I set out to see if I could glean a high-level view of the field of neuroscience from some foundational background reading. I actually feel I’ve managed to do that to a modest degree! It was an endeavor well worth the time investment; I’d recommend it to others who are interested, and will probably do it again myself with different fields.

In general, I’d say we actually understand more about neuroscience than I’d thought! While the things I thought were mysteries generally do seem to be unknown, I was blind to the many levels at which modern neuroscience examines the brain and thus to the very real progress we’ve made towards characterizing the brain’s functioning and relating it to both evolutionary pressures and our own human experience. I’m left quite impressed by the sheer amount of work required to get to this point — as an acquaintance recently told me, it takes a PhD’s worth of work to get one line in a textbook.6

The most profound conceptual discoveries in the sciences — perhaps simply in general — often build bridges between two things that previously seemed to live in different worlds. My interest in neuroscience basically stems from a hope of this nature. Our lives as human beings take place largely in the world of our own internal processing: our cognition, sensation, and action; our feelings, reactions, and dreams. However, we have far more concrete, reliable understanding of the physical world of atoms and molecules, proteins and neurons, circuits and brains. I’m excited (both selfishly and altruistically) by the prospects for building bridges between these realms, starting to understand our own human experience in terms of basic science.

Thanks to Chandan Singh and Mike DeWeese for feedback on this post!

  1. Yes, these two books have confusingly similar names. 
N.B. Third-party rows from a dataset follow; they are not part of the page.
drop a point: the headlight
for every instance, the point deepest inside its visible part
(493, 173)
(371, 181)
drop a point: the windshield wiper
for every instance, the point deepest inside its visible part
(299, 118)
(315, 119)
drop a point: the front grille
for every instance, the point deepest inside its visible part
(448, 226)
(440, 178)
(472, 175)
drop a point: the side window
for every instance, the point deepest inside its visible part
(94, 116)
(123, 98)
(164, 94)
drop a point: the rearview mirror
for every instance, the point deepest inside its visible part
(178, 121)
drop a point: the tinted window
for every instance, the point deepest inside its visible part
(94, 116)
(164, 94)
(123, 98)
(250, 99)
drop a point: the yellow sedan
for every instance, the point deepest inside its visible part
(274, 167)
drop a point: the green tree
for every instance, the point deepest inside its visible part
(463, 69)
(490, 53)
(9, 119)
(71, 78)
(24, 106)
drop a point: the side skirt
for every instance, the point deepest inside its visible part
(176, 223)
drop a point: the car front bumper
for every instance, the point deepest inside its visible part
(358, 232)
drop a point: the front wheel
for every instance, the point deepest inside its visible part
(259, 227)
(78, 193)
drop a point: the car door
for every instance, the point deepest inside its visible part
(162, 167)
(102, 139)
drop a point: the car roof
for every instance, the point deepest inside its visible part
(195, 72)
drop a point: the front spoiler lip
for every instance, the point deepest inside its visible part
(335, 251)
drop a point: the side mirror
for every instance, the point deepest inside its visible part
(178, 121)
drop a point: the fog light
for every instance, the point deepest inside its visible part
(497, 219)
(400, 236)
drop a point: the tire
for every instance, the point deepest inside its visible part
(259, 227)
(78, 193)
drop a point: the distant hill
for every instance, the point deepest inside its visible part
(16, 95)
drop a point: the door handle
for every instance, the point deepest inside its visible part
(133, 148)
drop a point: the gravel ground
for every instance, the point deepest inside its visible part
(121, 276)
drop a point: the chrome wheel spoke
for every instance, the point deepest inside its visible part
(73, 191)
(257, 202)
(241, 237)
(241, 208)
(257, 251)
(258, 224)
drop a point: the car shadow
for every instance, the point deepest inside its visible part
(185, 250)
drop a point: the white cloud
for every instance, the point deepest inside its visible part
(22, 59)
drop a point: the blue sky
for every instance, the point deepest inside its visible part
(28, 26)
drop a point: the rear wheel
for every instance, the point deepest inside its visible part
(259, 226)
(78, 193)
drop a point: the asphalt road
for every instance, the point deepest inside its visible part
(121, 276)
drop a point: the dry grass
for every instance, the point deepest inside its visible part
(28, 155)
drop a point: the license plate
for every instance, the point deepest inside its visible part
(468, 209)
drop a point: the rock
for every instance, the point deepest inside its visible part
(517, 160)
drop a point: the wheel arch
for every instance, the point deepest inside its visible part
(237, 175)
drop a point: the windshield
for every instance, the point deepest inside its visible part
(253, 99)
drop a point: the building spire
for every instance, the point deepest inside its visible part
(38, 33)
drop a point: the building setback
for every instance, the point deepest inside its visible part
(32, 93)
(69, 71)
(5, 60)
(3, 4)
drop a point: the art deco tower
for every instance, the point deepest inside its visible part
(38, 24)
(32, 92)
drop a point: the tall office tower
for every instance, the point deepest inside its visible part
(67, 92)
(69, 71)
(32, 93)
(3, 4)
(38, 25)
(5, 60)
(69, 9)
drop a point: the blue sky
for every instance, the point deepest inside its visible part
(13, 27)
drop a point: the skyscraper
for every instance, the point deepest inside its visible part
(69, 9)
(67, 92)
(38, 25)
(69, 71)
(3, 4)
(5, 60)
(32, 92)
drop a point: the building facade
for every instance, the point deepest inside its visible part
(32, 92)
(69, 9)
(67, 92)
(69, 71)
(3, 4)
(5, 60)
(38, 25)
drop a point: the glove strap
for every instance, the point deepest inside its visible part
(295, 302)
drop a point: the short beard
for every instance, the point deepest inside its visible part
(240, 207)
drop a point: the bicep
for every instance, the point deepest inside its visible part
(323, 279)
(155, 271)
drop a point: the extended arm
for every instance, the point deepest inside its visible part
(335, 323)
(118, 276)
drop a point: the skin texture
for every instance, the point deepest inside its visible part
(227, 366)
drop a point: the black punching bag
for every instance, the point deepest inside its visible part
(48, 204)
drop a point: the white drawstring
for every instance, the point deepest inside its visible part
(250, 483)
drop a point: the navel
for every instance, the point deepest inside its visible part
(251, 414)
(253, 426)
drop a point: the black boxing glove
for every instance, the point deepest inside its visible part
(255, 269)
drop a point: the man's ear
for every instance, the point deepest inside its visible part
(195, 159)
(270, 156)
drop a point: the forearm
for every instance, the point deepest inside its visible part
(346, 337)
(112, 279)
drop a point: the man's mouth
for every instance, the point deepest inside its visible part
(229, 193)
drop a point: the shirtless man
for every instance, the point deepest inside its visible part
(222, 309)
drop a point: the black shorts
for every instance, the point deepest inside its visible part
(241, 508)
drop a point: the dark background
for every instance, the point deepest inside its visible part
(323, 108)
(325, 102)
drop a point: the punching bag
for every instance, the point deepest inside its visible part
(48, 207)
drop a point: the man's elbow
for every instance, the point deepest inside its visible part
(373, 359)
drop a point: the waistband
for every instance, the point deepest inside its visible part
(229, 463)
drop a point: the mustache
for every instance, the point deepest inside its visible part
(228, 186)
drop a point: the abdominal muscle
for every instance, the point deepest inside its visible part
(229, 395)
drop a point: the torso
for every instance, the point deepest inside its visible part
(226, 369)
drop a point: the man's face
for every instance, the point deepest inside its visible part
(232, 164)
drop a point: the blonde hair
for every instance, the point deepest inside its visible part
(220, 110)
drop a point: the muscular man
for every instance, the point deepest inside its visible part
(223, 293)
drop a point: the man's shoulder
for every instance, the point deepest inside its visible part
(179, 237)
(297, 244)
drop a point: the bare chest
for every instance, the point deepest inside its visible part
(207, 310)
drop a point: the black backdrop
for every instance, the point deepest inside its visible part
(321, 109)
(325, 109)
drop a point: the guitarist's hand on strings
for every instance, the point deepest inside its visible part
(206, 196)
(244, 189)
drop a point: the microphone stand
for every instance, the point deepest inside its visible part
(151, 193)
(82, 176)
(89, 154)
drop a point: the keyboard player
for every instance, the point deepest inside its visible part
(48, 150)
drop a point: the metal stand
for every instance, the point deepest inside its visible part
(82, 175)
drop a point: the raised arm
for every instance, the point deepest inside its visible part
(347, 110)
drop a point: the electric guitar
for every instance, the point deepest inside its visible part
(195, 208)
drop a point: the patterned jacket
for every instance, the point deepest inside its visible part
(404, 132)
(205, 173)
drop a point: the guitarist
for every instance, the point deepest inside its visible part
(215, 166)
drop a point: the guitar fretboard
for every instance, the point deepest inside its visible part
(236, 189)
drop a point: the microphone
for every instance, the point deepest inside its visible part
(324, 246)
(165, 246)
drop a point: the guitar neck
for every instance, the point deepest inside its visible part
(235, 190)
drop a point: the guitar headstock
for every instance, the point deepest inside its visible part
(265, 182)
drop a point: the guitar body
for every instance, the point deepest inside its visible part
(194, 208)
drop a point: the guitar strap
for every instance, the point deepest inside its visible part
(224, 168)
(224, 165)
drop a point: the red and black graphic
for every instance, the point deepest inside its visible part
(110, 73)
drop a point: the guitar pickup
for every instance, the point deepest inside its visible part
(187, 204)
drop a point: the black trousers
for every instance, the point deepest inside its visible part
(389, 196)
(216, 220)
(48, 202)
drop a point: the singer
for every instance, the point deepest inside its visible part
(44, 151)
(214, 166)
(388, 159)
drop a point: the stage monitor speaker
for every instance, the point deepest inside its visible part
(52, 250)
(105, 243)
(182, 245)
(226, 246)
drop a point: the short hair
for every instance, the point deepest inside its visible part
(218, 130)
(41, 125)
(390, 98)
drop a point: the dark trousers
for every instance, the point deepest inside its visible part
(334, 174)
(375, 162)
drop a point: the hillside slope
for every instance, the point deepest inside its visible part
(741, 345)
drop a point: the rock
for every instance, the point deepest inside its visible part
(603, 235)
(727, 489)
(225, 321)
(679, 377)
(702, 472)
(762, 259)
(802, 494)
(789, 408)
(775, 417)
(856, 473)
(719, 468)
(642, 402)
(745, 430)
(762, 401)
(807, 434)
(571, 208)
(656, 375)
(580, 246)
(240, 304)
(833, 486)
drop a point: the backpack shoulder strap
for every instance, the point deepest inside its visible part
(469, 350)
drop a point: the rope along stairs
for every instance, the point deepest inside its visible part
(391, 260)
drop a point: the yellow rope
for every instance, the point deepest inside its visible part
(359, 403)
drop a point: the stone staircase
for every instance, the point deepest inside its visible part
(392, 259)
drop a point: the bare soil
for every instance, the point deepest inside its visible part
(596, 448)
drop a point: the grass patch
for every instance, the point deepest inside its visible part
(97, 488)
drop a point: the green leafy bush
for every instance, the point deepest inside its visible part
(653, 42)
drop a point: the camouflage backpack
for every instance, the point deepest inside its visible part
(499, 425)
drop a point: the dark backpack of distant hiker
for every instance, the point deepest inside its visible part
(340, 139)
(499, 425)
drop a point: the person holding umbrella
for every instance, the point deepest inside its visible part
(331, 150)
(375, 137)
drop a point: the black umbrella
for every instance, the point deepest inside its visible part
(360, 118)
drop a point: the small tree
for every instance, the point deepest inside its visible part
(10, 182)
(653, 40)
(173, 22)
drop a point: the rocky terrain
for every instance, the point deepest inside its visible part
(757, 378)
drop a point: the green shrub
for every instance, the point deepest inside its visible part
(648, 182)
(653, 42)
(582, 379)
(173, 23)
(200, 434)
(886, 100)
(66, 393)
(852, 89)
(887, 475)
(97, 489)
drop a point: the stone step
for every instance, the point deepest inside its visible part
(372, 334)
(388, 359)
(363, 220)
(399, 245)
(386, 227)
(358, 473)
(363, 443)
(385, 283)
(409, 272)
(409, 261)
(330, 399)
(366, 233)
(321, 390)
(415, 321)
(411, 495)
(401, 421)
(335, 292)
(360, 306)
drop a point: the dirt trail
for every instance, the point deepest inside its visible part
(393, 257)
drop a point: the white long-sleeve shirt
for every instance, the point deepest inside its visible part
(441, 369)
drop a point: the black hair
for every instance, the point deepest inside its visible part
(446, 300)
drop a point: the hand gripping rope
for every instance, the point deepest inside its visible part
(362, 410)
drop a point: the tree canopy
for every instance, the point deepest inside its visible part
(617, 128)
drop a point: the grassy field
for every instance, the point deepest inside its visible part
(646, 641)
  2. It took a protracted debate to arrive at the modern view of the cortex as composed of distinct regions which perform different elementary processing operations. Interestingly, this idea originated with phrenology, which in the early 1800s posited that the brain is comprised of some 30+ regions responsible for personality traits like “wit,” “religiosity,” “benevolence,” and so on. This framework is now understood to be totally wrong and based in little to no evidence, but the idea of a few dozen distinct brain regions was right - by accident as far as I can tell! After that came an era dominated by the “aggregate field view” that essentially held that the whole brain does everything, after which the modern “cellular connectionist” view took hold. Most of the early evidence for the modern view came from studying patients with certain cognitive or motor impairments and consistently finding damage in the same part of their brains. 

  3. Fun fact: C. elegans neurons also use analog signaling, not pulsatile signaling (aka “firing”). 

  4. Tree branches and root systems do something like this too! 

  5. In all honesty, I personally find this question so appealing and seductive that it’s distracting from more concrete problems. 

  6. That said, it’s likely I’m too optimistic about understanding here given that I’ve just read a compendium of lots of things we understand. It seems likely that there are lots of things we don’t understand, even at the lowest and highest levels of abstraction: plenty of microscopic neural processes remain difficult or impossible to characterize with current tools, and there are surely lots of macroscopic brain areas about which we don’t have really compelling stories as to their function.